O debate envolve a solicitação por parte do Sindicato da Indústria para o aumento dos impostos de importação de pneus de bicicletas elevando dos atuais 14,4% para 35%.

Um dos argumentos para defender a aplicação desde imposto, segundo o SIMEFRE estão a entrada no país de mercadorias subfaturadas – por uns poucos se puniriam muitas empresas sérias – e a baixa qualidade de muitos produtos que entram no país um argumento bem questionável pois se colocam todos os fabricantes asiáticos (e não só ) num mesmo pacote e a concorrência desleal de ‘produtos que não refletem os custos reais de produção’.   

Entre outros argumentos utilizados para a defesa da indústria, está inclusive o fechamento da fábrica da Michelin – antiga planta da Levorin  onde eram produzidos os pneus e câmaras para bicicleta – em Guarulhos, sob o argumento de ter sido impactada pela concorrência desleal, o que pouca gente comenta, e só fica nos bastidores do setor é que essa planta era antiga e estava defasada tecnologicamente.

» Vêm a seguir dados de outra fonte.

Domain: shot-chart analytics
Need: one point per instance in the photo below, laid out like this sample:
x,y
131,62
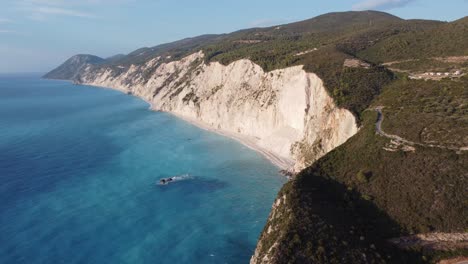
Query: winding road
x,y
378,129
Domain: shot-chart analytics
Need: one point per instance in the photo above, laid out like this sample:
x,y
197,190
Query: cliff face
x,y
69,69
286,113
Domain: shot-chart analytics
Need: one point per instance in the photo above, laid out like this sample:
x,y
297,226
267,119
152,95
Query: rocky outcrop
x,y
70,68
285,112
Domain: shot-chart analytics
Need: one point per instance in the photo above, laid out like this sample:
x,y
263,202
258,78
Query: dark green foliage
x,y
73,66
449,39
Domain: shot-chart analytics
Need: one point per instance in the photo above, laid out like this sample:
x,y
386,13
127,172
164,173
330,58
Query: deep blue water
x,y
78,167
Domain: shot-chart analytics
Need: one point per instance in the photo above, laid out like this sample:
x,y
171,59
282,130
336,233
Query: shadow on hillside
x,y
334,224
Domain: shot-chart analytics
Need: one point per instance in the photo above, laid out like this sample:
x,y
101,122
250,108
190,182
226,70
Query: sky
x,y
38,35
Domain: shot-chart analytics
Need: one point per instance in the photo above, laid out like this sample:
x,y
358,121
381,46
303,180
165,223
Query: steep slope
x,y
299,92
70,68
286,113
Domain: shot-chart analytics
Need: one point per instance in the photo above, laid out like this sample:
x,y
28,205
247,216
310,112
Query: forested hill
x,y
404,174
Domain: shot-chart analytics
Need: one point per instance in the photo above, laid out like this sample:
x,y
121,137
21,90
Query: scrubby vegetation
x,y
433,112
344,207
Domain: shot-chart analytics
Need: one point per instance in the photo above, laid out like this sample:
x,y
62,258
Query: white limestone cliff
x,y
286,114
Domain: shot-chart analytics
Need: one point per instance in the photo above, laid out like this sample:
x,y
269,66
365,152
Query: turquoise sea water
x,y
78,173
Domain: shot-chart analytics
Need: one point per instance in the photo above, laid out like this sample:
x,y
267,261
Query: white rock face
x,y
286,114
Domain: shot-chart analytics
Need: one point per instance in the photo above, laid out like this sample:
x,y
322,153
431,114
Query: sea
x,y
79,181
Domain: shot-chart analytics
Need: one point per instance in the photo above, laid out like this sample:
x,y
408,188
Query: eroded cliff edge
x,y
286,113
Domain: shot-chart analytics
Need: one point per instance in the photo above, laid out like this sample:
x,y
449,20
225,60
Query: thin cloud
x,y
380,4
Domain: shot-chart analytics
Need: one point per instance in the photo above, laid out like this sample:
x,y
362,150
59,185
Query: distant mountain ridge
x,y
312,92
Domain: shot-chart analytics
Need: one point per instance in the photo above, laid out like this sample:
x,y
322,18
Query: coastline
x,y
278,161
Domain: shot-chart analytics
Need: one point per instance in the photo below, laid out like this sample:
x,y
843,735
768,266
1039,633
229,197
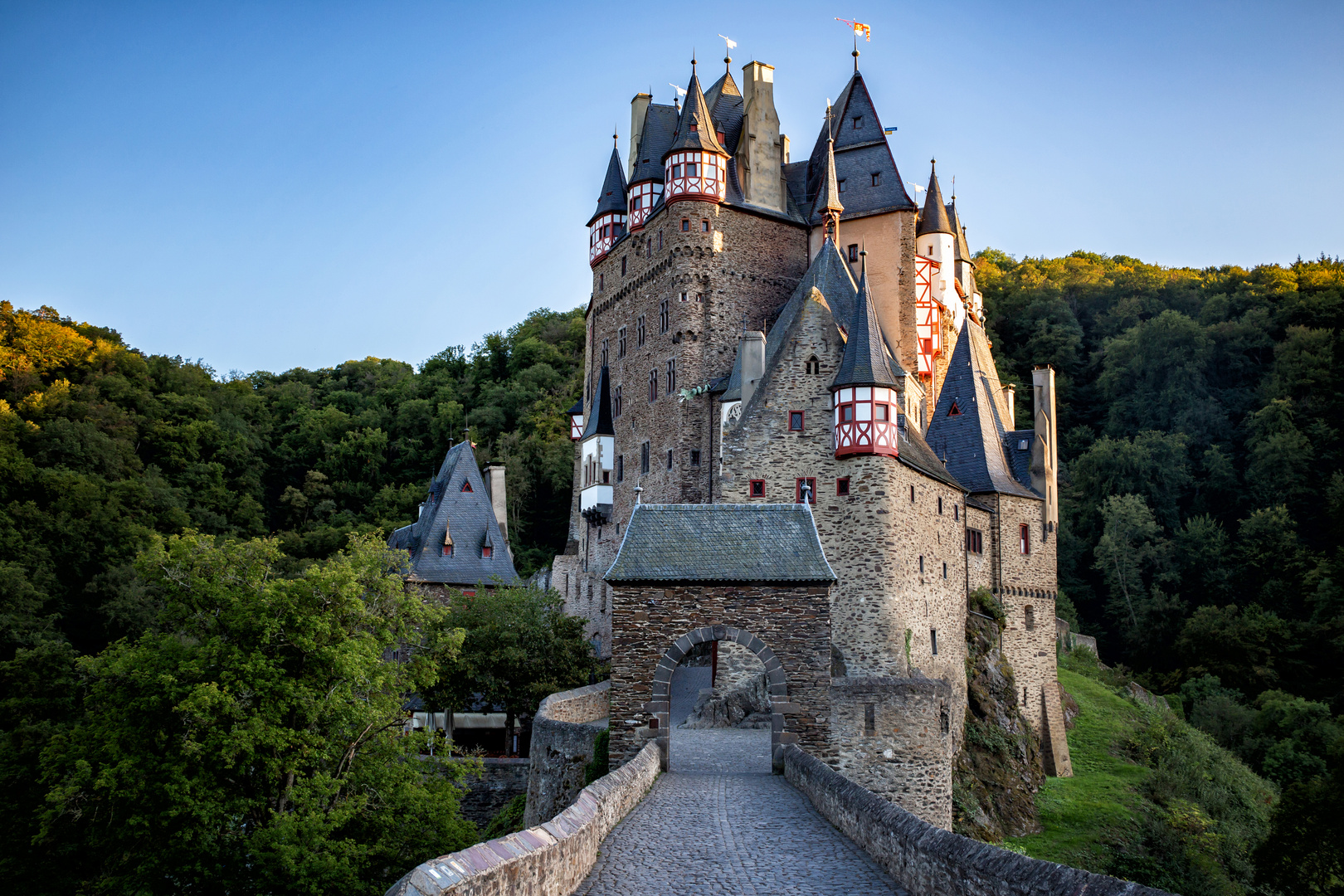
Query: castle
x,y
772,332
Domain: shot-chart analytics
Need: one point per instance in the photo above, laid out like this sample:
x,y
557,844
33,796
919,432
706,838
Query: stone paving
x,y
719,822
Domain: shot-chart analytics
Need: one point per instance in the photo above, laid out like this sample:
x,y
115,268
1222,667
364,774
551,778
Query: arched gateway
x,y
689,574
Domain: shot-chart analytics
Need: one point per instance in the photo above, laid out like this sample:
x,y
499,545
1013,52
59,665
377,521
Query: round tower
x,y
696,164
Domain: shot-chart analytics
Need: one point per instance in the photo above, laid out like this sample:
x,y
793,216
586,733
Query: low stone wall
x,y
500,781
930,861
548,860
565,731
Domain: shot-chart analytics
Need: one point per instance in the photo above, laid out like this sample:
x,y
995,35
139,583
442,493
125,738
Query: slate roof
x,y
468,516
695,113
721,543
860,152
973,440
933,219
598,422
611,199
659,127
864,362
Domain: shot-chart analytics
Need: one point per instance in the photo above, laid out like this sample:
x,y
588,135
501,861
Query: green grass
x,y
1081,813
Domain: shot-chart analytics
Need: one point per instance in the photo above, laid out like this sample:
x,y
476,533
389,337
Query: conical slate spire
x,y
613,190
864,362
828,197
934,217
695,129
600,416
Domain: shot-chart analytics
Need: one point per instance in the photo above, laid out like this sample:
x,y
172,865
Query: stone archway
x,y
661,689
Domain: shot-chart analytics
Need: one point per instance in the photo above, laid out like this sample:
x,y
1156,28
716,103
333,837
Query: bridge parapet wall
x,y
548,860
565,735
930,861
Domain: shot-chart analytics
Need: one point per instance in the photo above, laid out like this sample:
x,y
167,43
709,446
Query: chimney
x,y
639,106
758,149
753,363
494,488
1045,450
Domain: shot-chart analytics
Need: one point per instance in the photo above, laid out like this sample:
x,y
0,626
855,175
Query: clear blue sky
x,y
277,184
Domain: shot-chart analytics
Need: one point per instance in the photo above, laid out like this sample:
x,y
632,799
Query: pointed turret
x,y
828,197
608,222
696,164
866,403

Esta solicitação também carrega a necessidade de fortalecer e manter viva a indústria nacional, mesmo que sua produção total não atenda às necessidades do mercado local – como é o caso da francesa Michelin que anos atrás adquiriu a Levorin ou até respaldar um futuro fabricante – a Etor Pneus – que está com sua planta em fase final de implantação na Zona Franca de Manaus e que usa em seu favor o argumento da retomada do extrativismo da borracha natural e todo o ciclo da sociobiodiversidade envolvida.

Ao que tudo indica, o aumento passou, não foram os 35% pleiteados pelo Simefre, nem a inclusão na  Lista de Exceções à Tarifa Externa Comum (LETEC) por 60 meses, com o imposto aprovado pela CAMEX – Câmara de Comércio Exterior passando a 25% por 12 meses integrando a lista DCC – Desequilíbrios Comerciais Conjunturais, um aumento nominal de 10,6 pontos percentuais na alíquota ou com um custo de imposto de importação sobre pneus aumentando aproximadamente 73,6% em relação ao que era pago anteriormente, e mais uma vez, no final quem paga a conta é o consumidor que terá um aumento no preço final de pelo menos 9,7%.